Turning a corner of the staircase, there is a memory of similar banisters in the past, a turn in the staircase and chipped white paint. It must have been at school for there was no turn in the stairs at home, and the paint would have been chipped by the feet of dozens of boys. Each holiday, a tin of paint must have come out, for everything would look fresh at the beginning of term. Looking through old photographs, the bedrooms in the boarding area were equipped with scratched, mismatched furniture; the ceiling of the games room bears damp stains, the external walls were grey, unpainted.
Perhaps the school was just a reflection of the 1970s world in which we lived, there seemed much that was worn, ill maintained, rundown. The locomotives pulling the trains that we caught to travel to school for the start of term would be a dusty yellow and a grimy blue. The bus that met us at the station was a tired green and grey or an even older fading brown. The roads on which we travelled were marked with faded white lines. Broken pavements, overgrown verges, uneven roads were the norm.
What seems odd, in retrospect, is that things were the way they were. Why did there have to be an air of decay and dereliction? Of course, there were severe economic problems, but weren’t most of the deficiencies cosmetic? Wouldn’t a tin of paint, or a bucket of soapy water, or a hoe and a spade have made the world look a different place?
Perhaps the state of the country owed much to adversarial politics and to an inclination towards blaming one’s political opponents for all the problems, but that would not have explained the state of our school, an evangelical Christian establishment that charged fees that were very high for the time (the annual fees being equivalent to what a working man might earn in a year).
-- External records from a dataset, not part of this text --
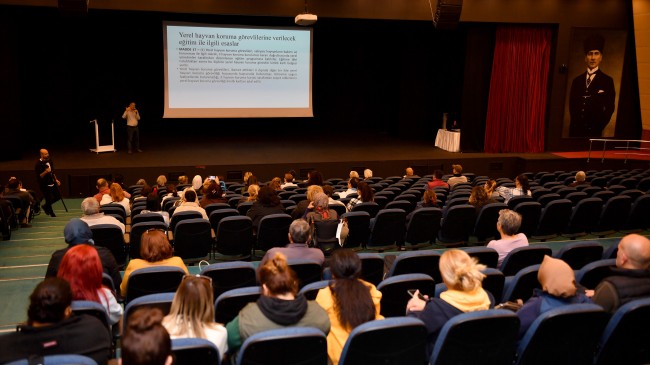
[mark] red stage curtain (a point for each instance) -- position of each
(518, 90)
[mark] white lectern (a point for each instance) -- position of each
(104, 148)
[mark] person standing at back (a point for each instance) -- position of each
(132, 117)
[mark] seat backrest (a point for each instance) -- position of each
(399, 340)
(310, 291)
(230, 275)
(594, 272)
(389, 229)
(395, 292)
(294, 345)
(135, 236)
(193, 239)
(111, 237)
(189, 351)
(569, 333)
(308, 271)
(578, 254)
(626, 336)
(522, 257)
(468, 338)
(162, 301)
(423, 262)
(273, 231)
(234, 236)
(228, 304)
(423, 226)
(372, 267)
(152, 280)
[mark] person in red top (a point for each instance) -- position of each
(103, 188)
(437, 180)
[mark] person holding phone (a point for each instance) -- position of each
(132, 117)
(463, 277)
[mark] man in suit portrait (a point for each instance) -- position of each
(592, 96)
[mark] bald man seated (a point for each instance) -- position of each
(630, 279)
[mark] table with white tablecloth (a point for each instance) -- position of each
(448, 140)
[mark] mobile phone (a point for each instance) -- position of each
(412, 293)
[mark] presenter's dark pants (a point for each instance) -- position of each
(133, 137)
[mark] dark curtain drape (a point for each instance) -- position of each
(518, 89)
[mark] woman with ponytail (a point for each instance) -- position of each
(348, 300)
(279, 306)
(463, 277)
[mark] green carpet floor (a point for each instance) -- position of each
(24, 258)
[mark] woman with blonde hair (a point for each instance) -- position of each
(463, 277)
(116, 195)
(279, 306)
(192, 313)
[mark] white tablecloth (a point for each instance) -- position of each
(448, 140)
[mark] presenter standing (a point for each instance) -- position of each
(47, 182)
(133, 135)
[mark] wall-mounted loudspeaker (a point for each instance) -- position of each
(447, 14)
(73, 7)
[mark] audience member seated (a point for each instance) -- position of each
(52, 328)
(348, 300)
(490, 187)
(318, 210)
(102, 188)
(116, 196)
(190, 202)
(155, 250)
(329, 191)
(315, 178)
(213, 194)
(192, 313)
(15, 189)
(479, 198)
(429, 200)
(298, 247)
(521, 188)
(268, 202)
(279, 306)
(630, 279)
(508, 224)
(408, 174)
(365, 195)
(288, 181)
(457, 171)
(300, 211)
(367, 174)
(463, 277)
(352, 187)
(82, 268)
(145, 340)
(581, 179)
(92, 216)
(154, 206)
(77, 232)
(436, 180)
(558, 289)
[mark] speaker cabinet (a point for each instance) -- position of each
(73, 7)
(447, 14)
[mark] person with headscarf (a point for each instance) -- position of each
(77, 232)
(558, 289)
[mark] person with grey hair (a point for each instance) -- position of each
(298, 248)
(508, 224)
(581, 179)
(92, 216)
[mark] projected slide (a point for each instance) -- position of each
(236, 72)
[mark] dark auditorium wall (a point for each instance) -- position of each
(379, 66)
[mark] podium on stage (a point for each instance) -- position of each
(104, 148)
So why were the headboards and wardrobes in the bedrooms battered and scratched? Wouldn’t sandpaper and a tin of varnish have changed the look, changed the mood? Wouldn’t a coat of paint on the games room ceiling have covered the stains left by the damp? Wouldn’t the building have looked different if the grey cement rendering that covered the walls of the modern parts been whitewashed?
Feeling one is not prosperous seems to be about much more than economics, it is about the feeling one does not have the capacity to change things. Had we felt empowered, the pictures from the 1970s might have looked very different.